Avec un XKR-S qui développe 550 chevaux et atteint 300 km/h, la sportivité de Jaguar est non seulement ravivée, mais n’est plus à prouver aujourd’hui. Mais à côté de ce bolide aiguisé et à hautes performances, la marque de Coventry dispose également de grandes berlines capables de calmer les ardeurs des conducteurs sportifs, comme des P-dg pressés. C’est le cas de la XFR et surtout de la XJ Supersport, dont nous avons pris le volant récemment.

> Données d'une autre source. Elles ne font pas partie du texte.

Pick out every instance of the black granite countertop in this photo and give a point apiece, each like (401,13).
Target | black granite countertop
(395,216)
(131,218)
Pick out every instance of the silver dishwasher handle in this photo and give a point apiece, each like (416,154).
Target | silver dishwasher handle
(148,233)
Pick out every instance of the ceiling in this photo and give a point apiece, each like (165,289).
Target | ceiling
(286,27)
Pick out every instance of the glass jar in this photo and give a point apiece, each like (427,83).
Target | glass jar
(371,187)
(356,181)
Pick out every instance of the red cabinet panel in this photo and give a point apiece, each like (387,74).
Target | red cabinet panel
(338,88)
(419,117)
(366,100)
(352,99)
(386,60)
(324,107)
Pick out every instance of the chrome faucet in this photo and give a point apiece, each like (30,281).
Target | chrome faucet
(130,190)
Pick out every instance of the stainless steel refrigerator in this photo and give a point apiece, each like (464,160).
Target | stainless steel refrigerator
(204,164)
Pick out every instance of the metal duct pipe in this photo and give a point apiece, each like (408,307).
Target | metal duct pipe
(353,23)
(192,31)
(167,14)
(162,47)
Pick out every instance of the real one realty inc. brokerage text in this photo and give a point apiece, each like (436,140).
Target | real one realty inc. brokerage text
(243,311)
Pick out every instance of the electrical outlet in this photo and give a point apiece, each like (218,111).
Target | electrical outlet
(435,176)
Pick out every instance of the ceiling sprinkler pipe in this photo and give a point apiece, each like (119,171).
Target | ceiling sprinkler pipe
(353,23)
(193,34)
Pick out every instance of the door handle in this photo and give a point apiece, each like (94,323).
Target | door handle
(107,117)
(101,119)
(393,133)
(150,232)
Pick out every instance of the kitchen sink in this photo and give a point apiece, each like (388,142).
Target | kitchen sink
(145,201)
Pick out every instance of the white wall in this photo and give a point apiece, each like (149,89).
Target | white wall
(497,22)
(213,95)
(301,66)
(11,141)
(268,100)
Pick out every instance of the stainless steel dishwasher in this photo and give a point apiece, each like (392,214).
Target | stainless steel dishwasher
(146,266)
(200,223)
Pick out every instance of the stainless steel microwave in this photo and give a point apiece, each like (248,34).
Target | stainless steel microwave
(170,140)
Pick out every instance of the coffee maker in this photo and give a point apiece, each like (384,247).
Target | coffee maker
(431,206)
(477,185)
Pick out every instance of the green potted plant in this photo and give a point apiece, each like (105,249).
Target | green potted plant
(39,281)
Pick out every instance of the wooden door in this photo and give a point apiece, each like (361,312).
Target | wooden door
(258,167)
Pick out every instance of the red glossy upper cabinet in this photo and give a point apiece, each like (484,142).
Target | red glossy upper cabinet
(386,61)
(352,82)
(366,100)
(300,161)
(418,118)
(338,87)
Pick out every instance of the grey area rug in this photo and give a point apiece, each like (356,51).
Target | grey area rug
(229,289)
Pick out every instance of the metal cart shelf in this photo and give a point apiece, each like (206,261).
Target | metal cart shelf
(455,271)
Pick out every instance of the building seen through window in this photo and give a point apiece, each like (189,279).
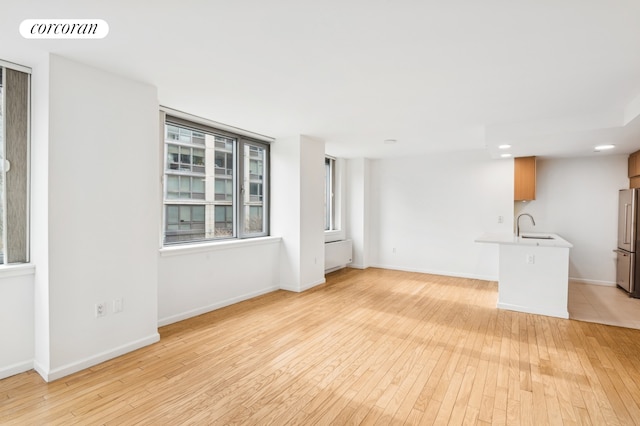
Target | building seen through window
(215,184)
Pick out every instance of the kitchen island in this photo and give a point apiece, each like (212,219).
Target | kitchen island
(533,272)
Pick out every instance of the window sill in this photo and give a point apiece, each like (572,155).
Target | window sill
(17,270)
(216,245)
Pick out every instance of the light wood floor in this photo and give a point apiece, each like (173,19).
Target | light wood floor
(373,347)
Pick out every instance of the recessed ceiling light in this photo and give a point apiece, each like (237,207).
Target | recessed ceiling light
(604,147)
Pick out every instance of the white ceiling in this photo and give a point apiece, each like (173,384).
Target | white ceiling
(551,78)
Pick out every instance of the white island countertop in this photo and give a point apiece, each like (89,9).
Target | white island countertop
(533,273)
(508,238)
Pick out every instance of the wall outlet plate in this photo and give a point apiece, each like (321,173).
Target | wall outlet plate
(101,309)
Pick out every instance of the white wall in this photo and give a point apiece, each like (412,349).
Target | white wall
(577,198)
(297,210)
(429,209)
(16,319)
(198,279)
(103,222)
(358,211)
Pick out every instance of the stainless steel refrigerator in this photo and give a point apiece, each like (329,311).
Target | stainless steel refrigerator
(627,273)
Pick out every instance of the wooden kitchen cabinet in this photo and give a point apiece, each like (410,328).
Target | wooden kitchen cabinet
(524,179)
(634,170)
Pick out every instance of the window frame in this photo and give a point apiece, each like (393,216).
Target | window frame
(330,195)
(242,141)
(16,156)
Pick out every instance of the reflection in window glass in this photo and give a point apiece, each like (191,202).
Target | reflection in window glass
(215,185)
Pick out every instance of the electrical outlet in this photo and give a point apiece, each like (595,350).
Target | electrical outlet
(101,309)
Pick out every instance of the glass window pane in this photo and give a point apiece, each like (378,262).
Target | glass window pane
(185,184)
(198,213)
(185,155)
(172,183)
(185,213)
(253,219)
(198,157)
(197,185)
(172,214)
(220,159)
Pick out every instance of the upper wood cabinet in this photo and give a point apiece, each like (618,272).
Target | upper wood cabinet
(634,170)
(524,179)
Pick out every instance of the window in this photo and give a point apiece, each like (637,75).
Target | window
(329,192)
(216,183)
(14,160)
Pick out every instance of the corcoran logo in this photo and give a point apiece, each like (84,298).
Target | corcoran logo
(64,28)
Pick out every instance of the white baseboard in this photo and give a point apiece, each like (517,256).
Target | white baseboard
(302,288)
(357,266)
(592,282)
(547,312)
(82,364)
(17,368)
(435,272)
(212,307)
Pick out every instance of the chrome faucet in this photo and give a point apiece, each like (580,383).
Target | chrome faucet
(518,222)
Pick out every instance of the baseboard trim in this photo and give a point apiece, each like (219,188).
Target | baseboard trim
(83,364)
(304,287)
(208,308)
(17,368)
(549,313)
(434,272)
(592,282)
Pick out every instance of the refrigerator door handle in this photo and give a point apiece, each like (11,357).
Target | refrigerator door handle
(627,228)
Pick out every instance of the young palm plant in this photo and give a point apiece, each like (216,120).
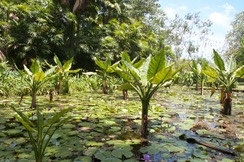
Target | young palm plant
(146,77)
(35,77)
(225,73)
(41,131)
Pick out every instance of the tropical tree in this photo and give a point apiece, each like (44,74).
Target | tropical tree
(106,67)
(35,77)
(199,75)
(187,35)
(146,77)
(226,74)
(235,39)
(63,71)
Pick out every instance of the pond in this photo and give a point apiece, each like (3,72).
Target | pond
(184,126)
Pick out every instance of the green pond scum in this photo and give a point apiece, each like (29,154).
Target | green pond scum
(107,128)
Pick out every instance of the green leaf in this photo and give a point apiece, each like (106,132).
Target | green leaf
(125,57)
(125,75)
(27,71)
(218,61)
(133,70)
(56,117)
(39,76)
(56,60)
(157,63)
(35,67)
(100,64)
(240,72)
(210,72)
(164,75)
(25,124)
(67,65)
(126,86)
(74,71)
(50,71)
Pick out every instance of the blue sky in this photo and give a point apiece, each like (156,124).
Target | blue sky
(220,12)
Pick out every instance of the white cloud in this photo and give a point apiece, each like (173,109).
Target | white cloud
(227,8)
(170,12)
(183,8)
(220,19)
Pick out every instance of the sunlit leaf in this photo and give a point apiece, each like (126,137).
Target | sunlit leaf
(218,61)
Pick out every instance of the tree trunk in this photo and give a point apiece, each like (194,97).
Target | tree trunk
(125,94)
(197,85)
(202,87)
(144,119)
(227,104)
(104,85)
(60,87)
(222,97)
(33,102)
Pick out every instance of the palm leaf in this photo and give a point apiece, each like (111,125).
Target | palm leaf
(134,72)
(240,72)
(143,71)
(67,65)
(57,61)
(218,61)
(35,67)
(157,63)
(163,75)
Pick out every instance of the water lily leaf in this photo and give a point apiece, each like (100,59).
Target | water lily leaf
(121,150)
(90,151)
(83,159)
(172,148)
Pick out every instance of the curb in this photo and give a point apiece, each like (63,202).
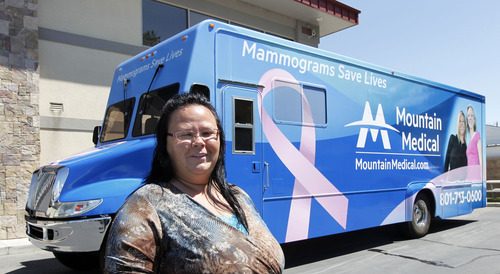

Première constatation, la ligne extérieure de cette grande lady n’affiche en rien ses prétentions sportives. On retrouve donc cette belle robe lisse, portée par un visage qui impose et magnifié par un postérieur sculpté comme aucune autre Jaguar par le passé. Cependant, l’œil averti ou alors celui d’un cadre de chez Jaguar peut d’emblée identifier la XJ Supersport. Comment ? En scrutant ses belles roues sombres, en l’occurrence des jantes en alliage de 20 pouces, dites «Mataiva» et équipant de série la XJ Supersport. À son bord, la plus chic des XJ pousse la finition haut de gamme à son paroxysme. Ici, on ne parle pas d’assemblage de grande qualité, mais d’«artisanat d’exception» ! À elles seules, les variantes de la boiserie prennent tout un répertoire : chêne foncé avec finition brillante et incrustations linéaires, ébène madré, zebrano satiné (un bois très rare), noyer lustré ou encore, bois laqué façon piano black. Ce dernier, comme le placage en fibre de carbone, sied mieux au tempérament de feu de cette auto. À cela, s’ajoutent des matériaux fins et aussi nobles que l’Alcantara pour parachever une présentation intérieure d’un grand raffinement. Bien évidemment, rien ne manque à ce niveau de gamme. Sièges avant et arrière à réglages électriques, inclinables, ventilés et massant ; système audio Bowers & Wilkins de 1200W avec disque dur et pôle média ; écran DVD ; toit panoramique avec pare-soleil électriques… la liste des équipements est si longue, qu’on ne peut être exhaustifs. Sur la route, le monstrueux V8 de 510 chevaux et 625 Nm de couple délivre de belles vocalises, mais conserve un timbre assez feutré. Normal : on est au volant d’une limousine de prestige, axée avant toute chose sur le confort. Dans le même sillage, les suspensions pneumatiques gomment aussi bien les imperfections de la route que les tressautements que subit généralement une voiture de ce gabarit lorsqu’elle «fait des lacets» à grande vitesse. Mais le plus déconcertant, ce n’est ni cela ni le calme imperturbable à bord : c’est le fait de ne pas ressentir de surpoids au volant.
Faut-il le rappeler, la grande Jag’ profite de ce qui se fait de mieux en construction allégée, ne pesant qu’un kilo de plus qu’une XFR, soit 1.915 kg. Même sa rivale directe l’Audi A8 W12 qui est, elle aussi en aluminium, ne fait pas mieux affichant 2.055 kg sur la balance. Reste cet unique sentiment de puissance et de sérénité que confère l’auto à son conducteur lorsqu’elle accélère sans jamais faiblir jusqu’à sa vitesse maxi (250 km/h). «Ah si j’étais riche», diront –comme nous– bien des cœurs épris par cette sportive anglaise, qui revendique 1.840.000 DH. Le prix à payer pour profiter de «l’expression ultime de la puissance et du luxe», dixit Jaguar.